Rimbaud se décrit dans Ma bohème comme un vagabond. Ses vêtements sont usés, ses poches
sont « crevées » (v.1), son « unique culotte avait un large trou » (v.5) et ses souliers sont
abîmés par la marche (cf. v.14). Le vers sept indique qu'il dort à la belle étoile. On peut se
demander dans quelle mesure cet autoportrait est réaliste.
Le désir de révolte jette le jeune homme sur les routes. La destination du voyage n'est pas
précisée et le moi littéraire marche dans le seul but de marcher.
Le titre Ma bohème établit un lien avec les milieux littéraires et l’accentuation du mot « ma »
désigne la vie d'artiste, insouciante et libre, mais on lui doit distinguer des autres bohèmes
comme par exemples les artistes parisiens dont le romantisme a fait un cliché.
Le second sujet, la fugue ou le voyage, est aussi montré dans le titre qui évoque un voyage
sans itinéraire précis donc une errance selon le hasard et la fantaisie. Le mot bohème établit
un lien avec les milieux littéraires en disant que le voyageur est un poète. Le champ lexical de
la poésie est présenté par des mots « Petit Poucet rêveur » (v.6) et « Muse » (v.3). Le poète est
entre voyage et fugue. L’expression du déplacement et du voyage se fait par les verbes
(« allais », v. 1 et 3) sans précision du lieu et le lexique (« course »/ « routes », v.6 et 9). Les
verbes ont un caractère illimité et infini de ce voyage. Le temps l'imparfait indique aussi la
valeur durative. Le participe présent « rimant » (v.12) et l’enjambement montrent clairement
que l'action est en train de se faire. Le poète vagabonde ne porte sur lui qu'un « paletot » (v.2)
et ce voyage procure plaisir à Rimbaud. Comme on s’imagine un vagabond, il est « assis au
bord des routes » (v.9) et n’a rien prévu, car il ne possède qu’une « culotte » (v.5). Un trou
indique de plus cette insouciance. Il fait plaisir au voyage, à l’errance et à sa liberté. Cette
image de vagabondage heureux et insouciant domine le poème.
Une autre possibilité est de prendre l’image du voyage pour une métamorphose. D’abord, il
est « féal » (v.3) de la Muse et puis il se nomme « Petit Poucet » (v.6).

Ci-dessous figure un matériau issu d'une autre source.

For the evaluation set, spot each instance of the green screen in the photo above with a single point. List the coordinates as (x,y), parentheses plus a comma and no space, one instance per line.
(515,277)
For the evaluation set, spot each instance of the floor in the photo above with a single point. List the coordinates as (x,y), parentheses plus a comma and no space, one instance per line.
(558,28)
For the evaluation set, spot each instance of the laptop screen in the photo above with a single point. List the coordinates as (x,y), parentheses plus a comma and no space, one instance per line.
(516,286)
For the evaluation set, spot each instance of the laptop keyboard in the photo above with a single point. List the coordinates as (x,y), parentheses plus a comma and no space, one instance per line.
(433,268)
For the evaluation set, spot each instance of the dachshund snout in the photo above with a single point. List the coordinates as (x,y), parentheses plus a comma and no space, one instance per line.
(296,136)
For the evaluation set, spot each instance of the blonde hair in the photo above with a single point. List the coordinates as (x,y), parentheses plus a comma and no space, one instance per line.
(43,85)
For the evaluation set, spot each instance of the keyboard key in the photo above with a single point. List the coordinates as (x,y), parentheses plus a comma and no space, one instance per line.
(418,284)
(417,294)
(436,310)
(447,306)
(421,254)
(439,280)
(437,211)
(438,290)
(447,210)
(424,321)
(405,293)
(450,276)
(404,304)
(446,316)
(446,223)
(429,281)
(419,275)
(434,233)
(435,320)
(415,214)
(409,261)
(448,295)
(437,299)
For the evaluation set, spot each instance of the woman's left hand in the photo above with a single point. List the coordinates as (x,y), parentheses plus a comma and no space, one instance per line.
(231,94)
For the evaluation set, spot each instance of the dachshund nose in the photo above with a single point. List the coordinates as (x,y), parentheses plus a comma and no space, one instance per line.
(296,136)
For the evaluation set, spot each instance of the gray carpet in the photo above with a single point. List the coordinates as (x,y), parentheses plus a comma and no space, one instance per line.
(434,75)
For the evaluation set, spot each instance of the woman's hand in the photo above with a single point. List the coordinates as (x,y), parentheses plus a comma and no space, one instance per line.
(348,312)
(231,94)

En rapport avec l’image de voyage, la liberté tient une place importante pour Arthur
Rimbaud. Toutefois, la liberté est inséparable de la notion de bonheur car il y a une
connotation joyeuse dans les expressions du poète en réfléchissant de son voyage. Il semble
presque d’être un peu égoïste parce qu’il emploie exclusivement la première personne du
singulier et il pense que pour lui. Mais même si le voyageur semble d’être très heureux, il
n’atteint pas encore le sommet de son bonheur, car il se trouve au milieu de sa fugue et n’a
-6-
pas attendu son arrivé et non plus son but. Il est peut-être puni pour son bonheur égoïste. Cette
supposition peut être probable parce que le vagabond est entouré « au milieu des ombres
fantastiques » (v.12) et il ne peut pas, ou seulement avec des maux physiques, continuer son
voyage car ses souliers sont cassés. Cette souffrance est soulignée par des assonances en « i »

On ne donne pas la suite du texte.